Syzbot reported an inconsistent {SOFTIRQ-ON-W} -> {IN-SOFTIRQ-W} lock
usage in sco_conn_del and sco_sock_timeout that could lead to
deadlocks.

This inconsistent lock state can also happen in sco_conn_ready,
rfcomm_connect_ind, and bt_accept_enqueue.

The issue is that these functions take a spin lock on the socket with
interrupts enabled, but sco_sock_timeout takes the lock in an IRQ
context. This could lead to deadlocks:

       CPU0
       ----
  lock(slock-AF_BLUETOOTH-BTPROTO_SCO);
  <Interrupt>
    lock(slock-AF_BLUETOOTH-BTPROTO_SCO);

 *** DEADLOCK ***

We fix this by ensuring that local bh is disabled before calling
bh_lock_sock.

After doing this, we additionally need to protect sco_conn_lock by
disabling local bh.

This is necessary because sco_conn_del makes a call to sco_chan_del
while holding on to the sock lock, and sco_chan_del itself makes a
call to sco_conn_lock.
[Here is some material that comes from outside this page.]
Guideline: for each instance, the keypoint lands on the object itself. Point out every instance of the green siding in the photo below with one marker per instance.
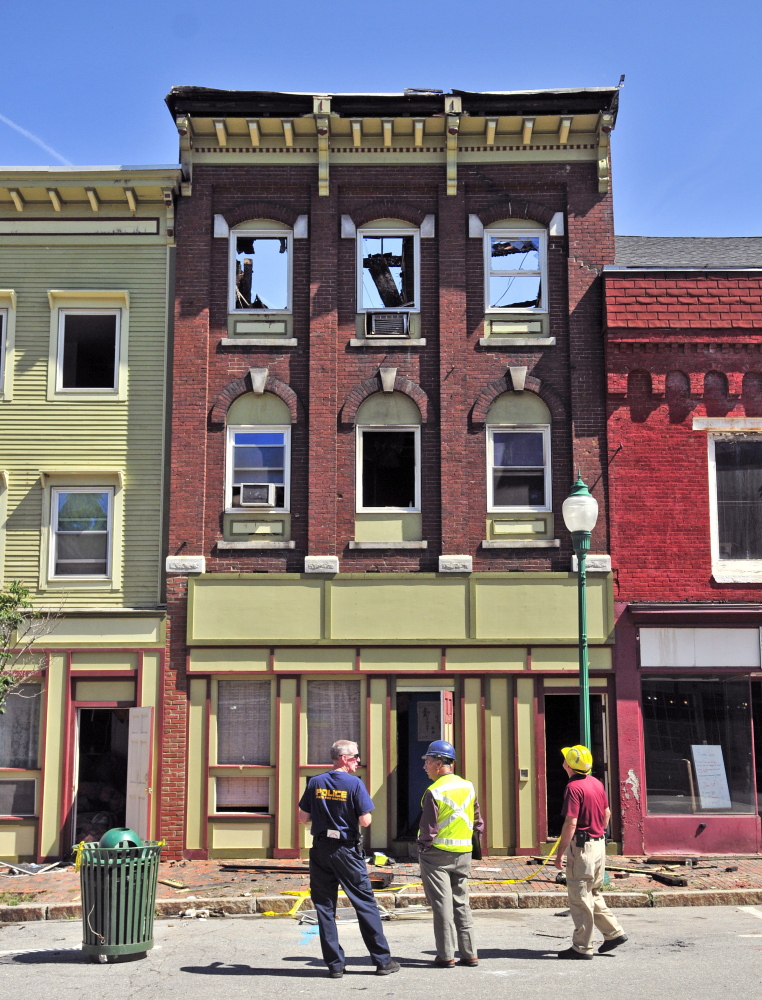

If sco_conn_lock is held elsewhere with
interrupts enabled, there could still be a
slock-AF_BLUETOOTH-BTPROTO_SCO --> &conn->lock#2 lock inversion as
follows:

        CPU0                    CPU1
        ----                    ----
   lock(&conn->lock#2);
                                local_irq_disable();
                                lock(slock-AF_BLUETOOTH-BTPROTO_SCO);
                                lock(&conn->lock#2);
   <Interrupt>
     lock(slock-AF_BLUETOOTH-BTPROTO_SCO);

  *** DEADLOCK ***

Although sco_conn_del disables local bh before calling sco_chan_del,
we can still wrap the calls to sco_conn_lock in sco_chan_del, with
local_bh_disable/enable as this pair of functions are reentrant.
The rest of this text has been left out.